Tina Raybold, spokeswoman for Masonic Villages of Sewickley in Allegheny County, said her organization qualifies as a public charity but won’t seek an exemption.

The Masonic Village is one of several in the state operated by the Grand Lodge of the Free and Accepted Masons of Pennsylvania.

“We’ve given it careful consideration, but we’ve decided not to go that route,” Raybold said. “We definitely meet all the requirements.” She said Masonic Villages donated nearly $2 million in free and uncompensated care to residents in 2007.

Raybold said the Masonic organization provides a payment in lieu of taxes to the local governments.

It also provides $2,500 scholarships to graduating seniors from Quaker Valley High School who have done volunteer work at the Masonic Village.

“Even though we’re not required, we want to be a good community member,” Raybold added.

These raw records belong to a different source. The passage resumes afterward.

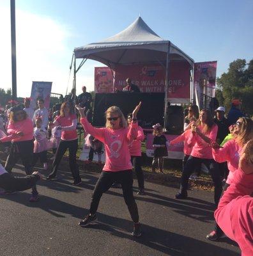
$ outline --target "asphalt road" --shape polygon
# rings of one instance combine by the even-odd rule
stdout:
[[[98,223],[80,227],[98,177],[81,173],[78,187],[72,185],[70,172],[59,172],[59,181],[40,182],[36,203],[29,202],[28,191],[1,196],[1,256],[240,255],[227,238],[216,243],[205,238],[213,227],[211,191],[194,190],[188,200],[178,200],[176,188],[146,182],[147,195],[135,193],[143,235],[134,238],[121,189],[111,189],[100,201]]]

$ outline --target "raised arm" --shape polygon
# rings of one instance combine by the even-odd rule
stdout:
[[[70,126],[62,126],[61,129],[63,131],[72,131],[77,129],[77,119],[73,119],[72,124]]]
[[[81,108],[79,105],[75,105],[75,108],[79,110],[81,118],[80,122],[82,124],[84,129],[86,132],[89,133],[96,139],[98,139],[100,141],[105,142],[105,128],[95,128],[93,127],[88,121],[85,115],[85,108]]]

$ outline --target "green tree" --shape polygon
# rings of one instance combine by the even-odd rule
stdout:
[[[247,63],[238,59],[229,64],[227,73],[217,78],[216,96],[220,104],[228,109],[233,99],[243,102],[243,110],[253,115],[253,60]]]

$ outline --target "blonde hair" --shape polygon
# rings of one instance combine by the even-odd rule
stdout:
[[[117,107],[116,106],[112,106],[105,113],[105,119],[106,119],[106,123],[105,123],[106,128],[111,128],[111,126],[110,125],[110,121],[107,120],[107,115],[109,113],[118,114],[120,118],[119,125],[123,128],[126,128],[128,127],[126,118],[125,118],[124,115],[122,113],[120,108],[119,107]]]
[[[243,147],[253,138],[253,121],[247,117],[240,117],[238,120],[241,122],[241,126],[236,140],[241,147]]]

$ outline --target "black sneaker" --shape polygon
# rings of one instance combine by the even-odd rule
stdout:
[[[77,185],[80,185],[81,183],[82,183],[82,180],[79,180],[74,181],[72,184],[73,184],[73,185],[77,186]]]
[[[89,214],[86,216],[84,220],[82,220],[79,222],[79,225],[81,227],[86,227],[88,225],[94,224],[96,221],[96,215],[95,214],[93,216]]]
[[[137,192],[138,195],[140,195],[141,196],[144,196],[145,195],[145,191],[143,188],[140,188]]]
[[[221,236],[218,236],[216,231],[212,231],[206,236],[206,239],[210,241],[217,241]]]
[[[186,199],[186,198],[187,198],[187,195],[183,195],[181,193],[178,193],[175,195],[175,198],[176,198],[176,199]]]
[[[141,224],[134,223],[134,231],[132,232],[132,236],[139,237],[141,236]]]
[[[120,183],[114,182],[114,183],[112,184],[111,187],[113,188],[121,188],[121,184]]]

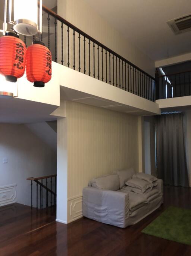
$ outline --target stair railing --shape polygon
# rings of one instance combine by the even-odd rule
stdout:
[[[155,101],[152,76],[44,6],[43,15],[40,40],[51,51],[53,60]],[[21,38],[28,46],[35,37]]]
[[[51,207],[56,205],[56,174],[38,178],[31,177],[27,178],[26,180],[30,180],[31,181],[31,209],[32,209],[33,207],[33,198],[35,192],[36,192],[36,206],[37,210],[38,209],[40,210],[43,209],[44,208],[44,204],[46,208],[49,206]],[[36,183],[36,190],[33,189],[33,182]]]

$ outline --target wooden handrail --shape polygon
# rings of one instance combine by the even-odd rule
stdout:
[[[173,76],[175,75],[179,75],[180,74],[184,74],[185,73],[188,73],[189,72],[191,72],[191,70],[189,70],[186,71],[184,71],[183,72],[178,72],[177,73],[172,73],[172,74],[169,74],[168,75],[163,75],[162,76],[159,76],[159,78],[160,77],[165,77],[165,76]]]
[[[47,176],[43,176],[43,177],[38,177],[38,178],[33,178],[33,177],[29,177],[27,178],[26,180],[43,180],[44,179],[47,179],[48,178],[52,178],[53,177],[56,177],[56,174],[53,174],[53,175],[49,175]]]
[[[38,5],[39,5],[39,3]],[[127,63],[129,64],[132,67],[133,67],[136,69],[139,70],[143,74],[145,74],[145,75],[146,75],[150,78],[151,78],[151,79],[154,80],[155,80],[154,78],[151,75],[148,73],[147,73],[145,71],[144,71],[144,70],[143,70],[143,69],[141,69],[140,68],[136,66],[135,65],[134,65],[132,63],[129,61],[128,60],[125,59],[125,58],[123,58],[122,56],[118,54],[117,53],[114,52],[113,51],[112,51],[109,48],[108,48],[107,46],[105,46],[105,45],[103,45],[100,42],[98,41],[97,41],[97,40],[96,40],[94,38],[93,38],[93,37],[91,37],[91,36],[89,36],[87,34],[86,34],[86,33],[85,33],[84,32],[81,30],[79,29],[79,28],[78,28],[74,26],[73,25],[72,25],[68,21],[66,21],[66,19],[63,18],[60,15],[57,14],[57,13],[56,13],[55,12],[53,12],[51,10],[50,10],[50,9],[49,9],[48,8],[47,8],[47,7],[46,7],[46,6],[45,6],[44,5],[43,5],[43,10],[44,12],[46,12],[47,13],[49,13],[49,14],[50,14],[52,16],[54,17],[54,18],[57,19],[60,22],[63,22],[64,24],[65,24],[65,25],[66,25],[67,26],[68,26],[68,27],[69,27],[70,28],[75,30],[76,32],[77,32],[78,33],[79,33],[80,34],[82,35],[82,36],[85,36],[87,38],[90,39],[90,40],[91,40],[94,43],[98,45],[99,45],[99,46],[103,48],[103,49],[104,49],[105,50],[106,50],[109,52],[110,52],[112,54],[113,54],[117,57],[119,58],[122,60],[123,60],[125,62],[126,62]]]

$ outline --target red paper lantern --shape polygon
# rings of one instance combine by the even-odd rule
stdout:
[[[44,87],[51,79],[52,56],[49,50],[40,41],[35,41],[27,48],[26,78],[35,87]]]
[[[0,74],[15,82],[25,72],[26,48],[16,34],[8,32],[0,37]]]

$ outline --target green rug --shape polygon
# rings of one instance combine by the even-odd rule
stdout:
[[[142,232],[191,245],[191,210],[170,206]]]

Richard Gazarik is a staff writer with the Greensburg Tribune-Review.

Additional Information:

At a glance

Throughout the region, most tax-exempt lands are governmental properties, according to county assessors.

In Allegheny County, there are 562,000 parcels of property of which more than 16,000 are tax-exempt, according to the Assessors Association of Pennsylvania.

In Westmoreland County, there are more than 5,400 tax-exempt parcels out of a total of nearly 188,000, according to John Wilt, a member of the county’s Tax Assessment Board.

Butler County has 105,000 parcels of which 3,700 are exempt from taxes, according to Edward Rupert, director of the Tax Assessment Office. He said the loss in taxes is $1.4 million annually.

Five-point test

Nonprofit elder-care facilities must pass a five-point test established by a 2007 Pennsylvania Supreme Court ruling to qualify for tax-exempt status.

The organization must:

â?¢ Advance a charitable cause.

â?¢ Donate a substantial portion of their services.

â?¢ Provide a benefit to a substantial class of individuals, such as the elderly.

â?¢ Relieve government of some of its burden.

â?¢ Not make a profit in its operations.